ShortGPT: Layers in Large Language Models are More Redundant Than You Expect

2 minute read

The field of artificial intelligence faces significant computational constraints, particularly in the deployment and training of Large Language Models (LLMs). This makes LLM compression a crucial area of research, where successful techniques could substantially reduce computational requirements while preserving model performance.

The authors of this paper introduce a novel pruning method based on a metric called Block Influence (BI), which evaluates layer importance by measuring the similarity between a layer’s input and output states. The BI metric is defined as:

\[BI_i = 1 - \mathbb{E}_{X,t}\frac{X^T_{i,t}X_{i+1,t}}{||X_{i,t}||_2||X_{i+1,t}||_2}\]

where $X_i,t$ represents the $t^{th}$ row of hidden state of the $i^{th}$ layer.

The authors demonstrate several key findings:

Their method successfully removes approximately 25% of model parameters while retaining 90% of performance
The approach outperforms existing pruning methods across multiple benchmarks
The technique generalizes beyond transformer architectures to alternative model architectures like RWKV and Mamba
The method can be combined with quantization techniques, with the two approaches working independently (orthogonally) to achieve further compression

Personal Opinion

The discovery of significant redundancy in LLM architectures is unsurprising given the field’s recent trajectory. The “scaling hypothesis” drove us toward a methodology of “make it bigger,” throwing more compute and data at our problems with the expectation that they would magically solve themselves. This brute-force approach seems unlikely to be optimal from the perspective of parameter efficiency. Recent work reinforces this view, showing that smaller models can match or exceed the performance of their larger counterparts through architectural innovations and intelligent data curation.

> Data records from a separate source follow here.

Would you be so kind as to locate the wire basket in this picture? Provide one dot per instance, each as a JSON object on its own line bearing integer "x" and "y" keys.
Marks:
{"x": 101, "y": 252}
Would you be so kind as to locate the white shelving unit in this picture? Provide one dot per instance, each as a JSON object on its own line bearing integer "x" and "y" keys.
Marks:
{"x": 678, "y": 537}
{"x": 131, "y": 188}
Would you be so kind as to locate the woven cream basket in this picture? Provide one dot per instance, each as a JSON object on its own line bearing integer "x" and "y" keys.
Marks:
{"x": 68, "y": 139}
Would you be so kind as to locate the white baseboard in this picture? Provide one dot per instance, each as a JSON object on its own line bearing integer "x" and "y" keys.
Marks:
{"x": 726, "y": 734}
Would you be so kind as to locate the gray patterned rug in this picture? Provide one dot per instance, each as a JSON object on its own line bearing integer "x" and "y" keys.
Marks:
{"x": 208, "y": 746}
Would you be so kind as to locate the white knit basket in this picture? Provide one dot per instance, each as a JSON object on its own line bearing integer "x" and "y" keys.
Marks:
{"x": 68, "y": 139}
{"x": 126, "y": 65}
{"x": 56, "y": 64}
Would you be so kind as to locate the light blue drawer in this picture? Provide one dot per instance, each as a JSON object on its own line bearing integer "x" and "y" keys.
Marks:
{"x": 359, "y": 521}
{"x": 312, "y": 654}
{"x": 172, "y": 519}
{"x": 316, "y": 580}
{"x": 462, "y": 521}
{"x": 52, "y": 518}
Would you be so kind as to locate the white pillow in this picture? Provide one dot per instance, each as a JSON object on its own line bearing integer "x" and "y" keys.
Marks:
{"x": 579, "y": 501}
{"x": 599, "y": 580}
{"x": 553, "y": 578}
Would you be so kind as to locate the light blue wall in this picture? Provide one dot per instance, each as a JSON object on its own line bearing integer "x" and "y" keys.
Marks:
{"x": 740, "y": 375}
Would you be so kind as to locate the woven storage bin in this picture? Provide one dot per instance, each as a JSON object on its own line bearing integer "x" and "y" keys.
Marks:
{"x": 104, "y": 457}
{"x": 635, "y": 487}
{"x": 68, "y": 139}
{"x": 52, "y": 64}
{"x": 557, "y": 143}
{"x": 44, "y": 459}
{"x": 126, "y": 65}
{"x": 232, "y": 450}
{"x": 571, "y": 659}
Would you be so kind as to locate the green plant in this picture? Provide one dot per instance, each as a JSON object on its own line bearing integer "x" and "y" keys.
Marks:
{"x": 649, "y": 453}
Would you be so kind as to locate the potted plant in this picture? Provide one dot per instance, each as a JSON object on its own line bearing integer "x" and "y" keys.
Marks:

However, the dramatic performance degradation on generative tasks raises serious concerns about this pruning approach. The fact that relatively small changes in parameter count can lead to catastrophic failures in more complex tasks suggests that our understanding of parameter importance may be incomplete. We need a more nuanced approach to parameter reduction that goes beyond removing entire layers, perhaps guided by information-theoretic principles that better capture the true importance of each parameter in the network.

The relationship between pre-normalization, model performance, and layer redundancy is particularly intriguing. The fact that pre-norm simultaneously improves model performance while increasing layer redundancy suggests there are fundamental principles about neural network optimization that we have yet to understand. Until we develop training dynamics that naturally encourage parameter efficiency and better understand these architectural trade-offs, we may be stuck with suboptimal solutions to the compression problem. While this work represents progress toward more efficient models, it also highlights how much we still have to learn about the underlying principles of neural network computation.